SQL Server 2000 DTS Part 1

Tuesday Oct 14th 2003 by Marcin Policht

As an introduction to his new series, 'SQL Server 2000 DTS,' Marcin Polict provides an overview of the main concepts of this technology.

As a database administrator, besides manipulation of the data residing in SQL Server 2000 databases, you are frequently faced with tasks that deal with transfer of data between diverse data sources. Frequently, such data needs to be also transformed or altered during the transfer. In the past (in SQL 6.5 and earlier), such issues presented a significant challenge and required substantial investment in development time. Data Transformation Services (DTS), introduced in SQL Server 7.0 and further improved in SQL Server 2000 drastically changed this situation. Our goal in this series of articles will be presenting the most relevant concepts of SQL 2000 DTS.

Data Transformation Services is a technology providing the ability to exchange and modify data among any OLE DB compliant data sources. SQL Server DTS is implemented as a set of programmable objects (forming DTS object model) accessible through programming and scripting, and through a much simpler to use graphical interface. Regardless of the way of interfacing with the DTS object model, activities involved in transition and transformation of data are organized into units called packages. Every DTS package functions as a container for four types of components:

  • connections - represent data source or target and are implemented using OLE DB providers. SQL 2000 DTS has built-in connections for SQL Server, Access, Excel, Visual FoxPro, text and html files, as well as third party databases such as Oracle, Paradox, and dBase. Others can be installed using additional OLE DB providers.
  • tasks - represent individual actions such as data transition or transformation. Tasks are also used to provide status notifications.
  • precedence constraints - determine conditions necessary for a task to execute, creating additional logic in the package workflow.
  • global variables - values or sets of values (such as entire rowsets) that can be shared among components of the same package.
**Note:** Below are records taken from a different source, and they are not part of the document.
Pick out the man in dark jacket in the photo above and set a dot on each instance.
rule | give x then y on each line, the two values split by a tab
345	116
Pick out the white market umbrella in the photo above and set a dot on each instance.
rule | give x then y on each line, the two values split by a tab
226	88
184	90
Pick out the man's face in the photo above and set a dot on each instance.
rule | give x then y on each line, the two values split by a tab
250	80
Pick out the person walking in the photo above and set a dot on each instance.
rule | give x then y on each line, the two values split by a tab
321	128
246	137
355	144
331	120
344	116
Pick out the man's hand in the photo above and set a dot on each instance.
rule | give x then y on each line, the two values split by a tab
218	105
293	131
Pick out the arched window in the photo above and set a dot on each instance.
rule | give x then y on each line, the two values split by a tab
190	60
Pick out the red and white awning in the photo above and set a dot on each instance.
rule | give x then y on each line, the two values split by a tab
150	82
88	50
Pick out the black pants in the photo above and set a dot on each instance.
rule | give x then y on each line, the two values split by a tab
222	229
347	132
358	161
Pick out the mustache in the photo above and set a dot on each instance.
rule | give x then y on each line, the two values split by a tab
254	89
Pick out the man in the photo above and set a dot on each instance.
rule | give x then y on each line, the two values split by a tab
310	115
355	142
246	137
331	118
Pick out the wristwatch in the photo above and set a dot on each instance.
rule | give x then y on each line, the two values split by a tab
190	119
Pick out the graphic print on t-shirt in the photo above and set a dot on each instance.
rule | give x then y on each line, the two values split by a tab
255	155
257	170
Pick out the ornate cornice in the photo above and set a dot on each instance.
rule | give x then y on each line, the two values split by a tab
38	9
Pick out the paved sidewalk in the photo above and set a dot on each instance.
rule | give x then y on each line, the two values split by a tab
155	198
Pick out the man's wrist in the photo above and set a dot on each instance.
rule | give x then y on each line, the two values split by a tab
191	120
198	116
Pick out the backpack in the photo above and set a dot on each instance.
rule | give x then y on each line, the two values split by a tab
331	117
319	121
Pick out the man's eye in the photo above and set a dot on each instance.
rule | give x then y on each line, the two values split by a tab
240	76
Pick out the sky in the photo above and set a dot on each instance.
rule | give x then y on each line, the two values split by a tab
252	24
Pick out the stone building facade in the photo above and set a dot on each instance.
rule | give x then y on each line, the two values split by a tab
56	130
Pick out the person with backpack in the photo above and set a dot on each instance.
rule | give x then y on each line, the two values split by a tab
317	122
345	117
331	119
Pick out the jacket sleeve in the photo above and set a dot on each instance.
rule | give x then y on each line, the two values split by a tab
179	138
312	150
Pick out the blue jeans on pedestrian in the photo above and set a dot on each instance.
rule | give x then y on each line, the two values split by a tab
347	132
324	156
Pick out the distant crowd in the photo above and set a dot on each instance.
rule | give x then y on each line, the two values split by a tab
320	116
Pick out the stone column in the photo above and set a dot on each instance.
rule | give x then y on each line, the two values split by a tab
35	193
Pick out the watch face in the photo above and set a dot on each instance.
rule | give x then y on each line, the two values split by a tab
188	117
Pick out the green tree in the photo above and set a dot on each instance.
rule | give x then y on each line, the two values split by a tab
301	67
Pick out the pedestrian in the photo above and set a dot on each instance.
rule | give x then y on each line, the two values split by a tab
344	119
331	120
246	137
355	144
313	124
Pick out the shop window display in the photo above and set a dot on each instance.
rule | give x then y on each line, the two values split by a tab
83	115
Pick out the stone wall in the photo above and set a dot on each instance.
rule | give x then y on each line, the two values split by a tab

There are different ways of creating DTS packages. The simplest one is based on available Wizards (DTS Export Wizard and DTS Import Wizard listed in the Tools -> Wizards -> Data Transformation Services in the SQL Enterprise Manager), which take you through a sequence of steps leading to creation of a new package. The trade-off for this simplicity is the limited number of configuration options. This also is the case when using Copy Database Wizard (listed in the Tools -> Wizards -> Management node). The recommended tool that provides balance between ease of use and range of available configuration options is DTS Designer (you can launch it by selecting the New Package option from the context sensitive menu of the Data Transformation Services node in the Enterprise Manager window). This is the most common way of creating complex packages, which you can also use to refine wizard-generated packages further. Finally, the most flexibility is available by accessing the DTS COM programmable interface; however, this requires familiarity with scripting or programming languages and DTS object model and takes the most time and effort.
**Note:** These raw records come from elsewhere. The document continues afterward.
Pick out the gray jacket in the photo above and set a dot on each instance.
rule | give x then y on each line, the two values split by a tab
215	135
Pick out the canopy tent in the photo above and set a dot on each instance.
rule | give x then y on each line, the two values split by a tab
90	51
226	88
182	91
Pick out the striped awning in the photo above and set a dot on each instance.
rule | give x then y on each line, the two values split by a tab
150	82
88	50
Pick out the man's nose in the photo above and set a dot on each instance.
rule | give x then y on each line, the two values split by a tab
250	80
Even though you do not have to save a package before you execute it, typically it is a good idea. This not only gives you a chance to reconfigure or rerun it later (if the data transformation process takes place multiple times), but also allows you to schedule it for execution. Packages can be stored in several types of locations, each one with a number of benefits and drawbacks:

  • sysdtspackages table of the MSDB database, which corresponds to the Local Packages node under Data Transformation Services folder of SQL Enterprise Manager. The main benefit of this option is support for versioning - for any local package you can access and edit each of its previously saved versions, not just the most current one. In addition, during save, you can assign user and owner passwords, required, respectively, in order to execute and edit this package.
  • Microsoft Repository, which corresponds to the Meta Data Services Packages node under Data Transformation Services folder of SQL Enterprise Manager. This option allows you to keep track of package history, including version number (providing access to previous versions, just as with Local Packages) and lineage information. Lineage provides the means for keeping track of changes that take place during package execution. In particular, you can collect lineage information on a per-row or per-column level. Row-level lineage keeps track of changes to individual rows as well as package execution details (user name, server name, as well as date and time). Column-level lineage maintains a listing of tables and their columns (for both source and destination) referenced in each package. Such information is typically used for auditing purposes. Both options are disabled by default. Enabling column-level lineage is possible once the package is saved in the Repository; row-level lineage requires that you create an additional column in the data source, containing row identifier. As you can imagine, overhead associated with keeping track of changes during package execution affects its speed. In fact, packages stored in the Microsoft Repository are the slowest, when compared with other storage types.
    Unlike with the Local Packages option, it is not possible to provide individual security settings for a Repository-resident package.
  • structured storage files (with extension .DTS) are ideal for copying packages between SQL servers. You can store any existing package (or a number of packages) within a .DTS file and use traditional file transfer methods (FTP, e-mail, or Windows copy and paste) to deliver it to a target SQL server. Packages within structured storage files can be secured with user and owner passwords. They can also be executed directly (without importing them back into SQL Server) using the DTSRUN.EXE command line utility (DTSRUNUI.EXE GUI applet provides a friendly way of configuring all DTSRUN parameters).
  • Visual Basic module files (with extension .BAS) are intended for Visual Basic developers, who want to be able to use programming methods of DTS object model to modify existing packages. Note that such packages are not intended to be re-imported into DTS Designer or Repository.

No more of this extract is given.